Así, de pie tras las proyectistas escuchó las presentaciones individuales, en las que Vilma Bartolomé aseguró que “no es lo mismo lo público que lo estatal”. Gina Rey, tras reconocer que había adquirido conciencia de género con la tercera edad, relató cómo había organizado talleres de autoestima con la intención de cambiar la ciudad. “Hemos sido muy clandestinas”, dijo Rigol, “lo contrario era exponerse a desaparecer”. “A los operarios los hemos ido domando, la palabra es domar”, apuntó Bartolomé. En ese clima Vázquez lanzó su primera pregunta: ¿El dormitorio de un niño debe ser azul y el de una niña, rosa?

Casi ninguna proyectista se tomó la molestia de contestar. Él moderador, en cambio, sí contestó a una arquitecta del público cuando ésta le preguntó qué hacía un hombre moderando un coloquio de mujeres. Lo hizo, además, amparándose en que las mujeres sí tenían reconocimiento y recurrió, como prueba, a la estatua de Leonor Pérez, la madre de José Martí.

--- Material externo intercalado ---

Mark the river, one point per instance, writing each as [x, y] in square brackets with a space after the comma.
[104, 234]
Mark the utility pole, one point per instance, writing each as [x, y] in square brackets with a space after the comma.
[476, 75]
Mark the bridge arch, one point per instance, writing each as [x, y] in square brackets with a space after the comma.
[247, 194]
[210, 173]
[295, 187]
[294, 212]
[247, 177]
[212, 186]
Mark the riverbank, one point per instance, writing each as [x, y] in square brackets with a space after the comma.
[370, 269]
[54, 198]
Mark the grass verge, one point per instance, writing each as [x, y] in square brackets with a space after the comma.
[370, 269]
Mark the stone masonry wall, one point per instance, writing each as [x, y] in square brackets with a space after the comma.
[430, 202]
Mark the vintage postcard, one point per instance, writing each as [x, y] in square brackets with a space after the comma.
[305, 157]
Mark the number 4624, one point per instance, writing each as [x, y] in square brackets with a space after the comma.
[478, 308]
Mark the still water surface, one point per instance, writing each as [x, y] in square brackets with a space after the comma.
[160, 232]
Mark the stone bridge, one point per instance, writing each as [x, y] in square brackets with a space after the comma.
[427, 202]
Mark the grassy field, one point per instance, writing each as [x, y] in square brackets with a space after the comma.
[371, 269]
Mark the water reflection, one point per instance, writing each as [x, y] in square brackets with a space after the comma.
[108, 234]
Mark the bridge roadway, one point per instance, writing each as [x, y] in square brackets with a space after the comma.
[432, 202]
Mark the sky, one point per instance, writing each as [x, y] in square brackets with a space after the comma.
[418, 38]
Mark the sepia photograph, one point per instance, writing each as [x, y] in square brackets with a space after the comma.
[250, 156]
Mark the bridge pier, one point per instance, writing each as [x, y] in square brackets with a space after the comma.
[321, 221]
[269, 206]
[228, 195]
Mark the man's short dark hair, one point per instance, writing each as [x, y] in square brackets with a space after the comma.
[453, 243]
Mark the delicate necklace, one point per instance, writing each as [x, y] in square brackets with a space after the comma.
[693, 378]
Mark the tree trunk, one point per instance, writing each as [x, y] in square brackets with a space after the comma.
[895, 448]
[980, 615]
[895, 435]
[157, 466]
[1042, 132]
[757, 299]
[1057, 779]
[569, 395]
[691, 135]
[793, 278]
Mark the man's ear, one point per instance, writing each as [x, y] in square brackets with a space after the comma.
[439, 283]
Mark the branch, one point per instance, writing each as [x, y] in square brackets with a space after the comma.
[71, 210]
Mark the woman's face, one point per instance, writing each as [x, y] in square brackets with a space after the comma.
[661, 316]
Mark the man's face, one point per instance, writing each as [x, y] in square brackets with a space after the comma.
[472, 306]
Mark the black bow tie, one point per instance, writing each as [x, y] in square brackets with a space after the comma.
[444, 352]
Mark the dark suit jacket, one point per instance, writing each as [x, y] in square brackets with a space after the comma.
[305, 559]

Incapaz, por lo visto, de distinguir entre una mujer profesional y una madre, Vázquez dio por concluida la jornada dejando la duda entre los asistentes de si estaba de broma, no sabía más o trataba de censurar un diálogo en el que las arquitectas intercambiaron vivencias para denunciar como conclusión que ninguna discusión de género debe tapar la realidad final de la arquitectura: frente lo que recogen los libros de historia y lo que se reconoce en la prensa especializada, en Cuba y en España urge corregir la gran falacia de la arquitectura como campo de autoría única. “Esta batalla no se gana separando a los hombres de las mujeres ni convirtiéndonos en sus enemigas”, espetó Rey. Se gana perdiendo el miedo. Hablando con naturalidad. Entendiendo que el género no es cuestión de colores y aprendiendo a convivir sin someter, descuidar o imponer. En Cuba y en España.